Secondo i modelli basati sulla rappresentazione mentale dell’apprendimento motorio (come il modello di Marteniuk o la teoria dello schema), la pratica isolata viene privilegiata solo nelle prime fasi di apprendimento. Successivamente, si punta a inserire situazioni ambientali più complesse e rappresentative, cioè più simili al contesto reale di gioco, una volta che il giocatore ha sviluppato una base tecnica.
Quindi, la pratica isolata dovrebbe essere uno strumento legato alla fase di sviluppo e non una metodologia estesa a tutti gli atleti e le situazioni.
Un uso scorretto e prolungato della pratica isolata è un segnale di cattivo coaching e può influire negativamente sulla crescita dell’atleta nel lungo termine.
Dalla scomposizione alla semplificazione del compito
Gli approcci basati sulla rappresentazione cercano di aumentare la complessità dell’allenamento per renderlo più simile alla partita, ma sempre attraverso la scomposizione (cioè suddividendo la tecnica in parti più semplici).
Al contrario, l’approccio CLA (Constraints-Led Approach) suggerisce di mantenere ambienti di allenamento rappresentativi fin dalle prime fasi, ma semplificando il compito anziché scomporlo.
Ad esempio, si può proporre un esercizio in una situazione di gioco semplificata, come un 3 contro 2, in cui si riducono i giocatori sul campo per alleggerire gli aspetti percettivi e decisionali, pur mantenendo il contesto “simile alla partita”.
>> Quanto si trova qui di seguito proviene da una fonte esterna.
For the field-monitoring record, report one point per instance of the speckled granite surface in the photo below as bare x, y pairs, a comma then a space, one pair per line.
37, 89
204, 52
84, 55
Questo tipo di semplificazione aiuta a mantenere il legame percezione-azione e a sviluppare la capacità di riconoscere e sfruttare le opportunità di gioco (le cosiddette affordances), come capire quando passare in uno spazio che si apre tra i difensori.
Simulare fonti di informazione critiche per sviluppare connessioni con l’ambiente di gioco
Gli approcci rappresentazionali tradizionali tendono a lavorare separatamente sulle abilità tecniche e sulle capacità percettivo-cognitive (come il decision-making).
Ad esempio, si possono usare video o simulazioni per allenare la lettura delle situazioni di gioco, prima di integrare queste abilità con il gesto tecnico. Questo perché l’attenzione del giocatore è limitata e, nelle prime fasi, è difficile sviluppare contemporaneamente tecnica e tattica senza sovraccaricare il sistema cognitivo.
Il CLA riconosce l’utilità di queste strategie, ma le usa meno spesso, preferendo invece sviluppare tecnica, tattica e decision-making insieme, simulando situazioni di gioco realistiche.
Questo permette agli atleti di avere più opportunità di allenarsi a riconoscere le informazioni rilevanti in campo (posizione del difensore, possibilità di passaggio) e di agire di conseguenza.
Indipendentemente dall’approccio, è importante considerare la fase di apprendimento dell’atleta:
- Approccio rappresentazionale: fasi cognitiva, associativa e autonoma.
- CLA: fasi di coordinazione, controllo e ottimizzazione delle abilità.
Entrambi mirano a raggiungere intensità di allenamento rappresentative del gioco reale.
Tuttavia, per atleti con livelli di abilità più bassi, giocare a intensità paragonabili a quelle di partita potrebbe non essere possibile senza compromettere la qualità tecnica.
In questi casi, sia l’approccio rappresentazionale che il CLA suggeriscono di abbassare l’intensità di gioco per favorire l’apprendimento tecnico. La differenza è che i primi usano la scomposizione del compito, mentre il CLA preferisce la semplificazione.
Conclusione
La letteratura mostra che sia gli approcci tradizionali che il CLA hanno punti di forza e debolezze.
Gli allenatori devono quindi valutare caso per caso quale metodo sia più adatto, considerando:
- Le caratteristiche dell’atleta.
- Gli obiettivi di apprendimento della sessione o del programma.
Il processo decisionale dell’allenatore deve essere personalizzato per ogni atleta e per i risultati desiderati.
Entrambi gli approcci producono risultati diversi in termini di apprendimento e prestazione, e conoscerli aiuta gli allenatori esperti a scegliere l’approccio più efficace in base alla situazione.
Il compito dell’allenatore è capire qual è il metodo più adatto per la fase di sviluppo e le esigenze dell’atleta.